CHAPITRE II. — MOBILISATION, RASSEMBLEMENT ET PREMIÈRES MARCHES DES ARMÉES SAXO-PRUSSIENNES EN 1806.

 

 

§ 1er. — Conduite louche de la Prusse en 1805.

 

Le 7 septembre 1805, la Prusse avait commencé la mobilisation de son armée, sous le prétexte de protéger sa neutralité pendant la campagne qui allait s'ouvrir en Allemagne.

Des colonnes françaises ayant traversé, du 3 au 6 octobre, le territoire d'Anspach appartenant à la Prusse, l'armée de cette puissance, forte de plus de 100.000 hommes, se mit en marche vers la Thuringe, puis la Franconie.

Le roi Frédéric-Guillaume III n'osait, ni faire la guerre, ni accepter franchement le rôle de neutre, et, comme tous les princes faibles, il espérait récolter autant, sinon plus, de profit dune médiation armée que d'une action énergique.

On connait l'aventure de M. de Haugwitz, et la façon dont il fut reçu par Napoléon le lendemain d'Austerlitz.

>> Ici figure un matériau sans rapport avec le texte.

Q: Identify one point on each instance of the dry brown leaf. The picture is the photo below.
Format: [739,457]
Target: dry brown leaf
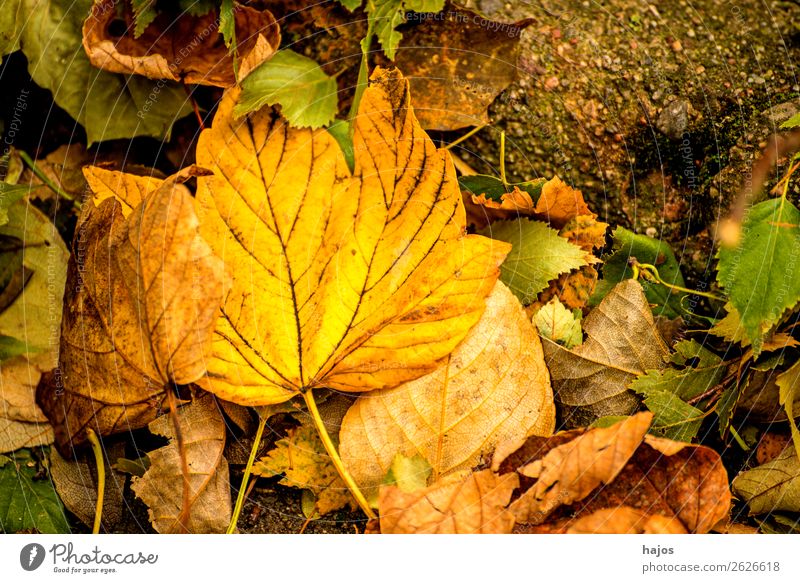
[180,47]
[354,281]
[622,342]
[161,488]
[475,504]
[142,300]
[492,388]
[625,520]
[569,472]
[660,477]
[76,484]
[457,65]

La Prusse avait manqué l'occasion unique de faire pencher la balance en faveur des coalisés en ne déclarant pas la guerre à la France au moment de la violation du territoire d'Anspach.

Dès lors, elle fut l'objet du ressentiment de Napoléon qui comprit bien que cette puissance ne serait jamais pour lui une alliée sincère.

Toutefois, l'Empereur se vit forcé de temporiser afin de terminer, sans la compromettre, l'admirable campagne d'Austerlitz, et même il accéda aux propositions avides de la Prusse.

 

§ 2. — Convention de Schönbrunn.

 

Par la convention de Schönbrunn (15 décembre 1805), cette puissance reçut le Hanovre et céda — faible compensation — les principautés de Clèves et de Neufchâtel, ainsi que le grand-duché de Berg à la France, le marquisat d'Anspach à la Bavière.

Cette convention ne fut pas tout d'abord acceptée par Frédéric-Guillaume III, qui voulut y apporter des modifications.

Napoléon rédigea alors un nouveau traité, moins avantageux pour la Prusse que le premier, et l'imposa par intimidation (15 février 1806).

La conduite du gouvernement prussien, en cette circonstance, fit dire à Pitt :

La conduite de la cour de Berlin réunit tout ce que la rapacité a d'odieux avec tout ce qu'il y a de méprisable dans la servilité.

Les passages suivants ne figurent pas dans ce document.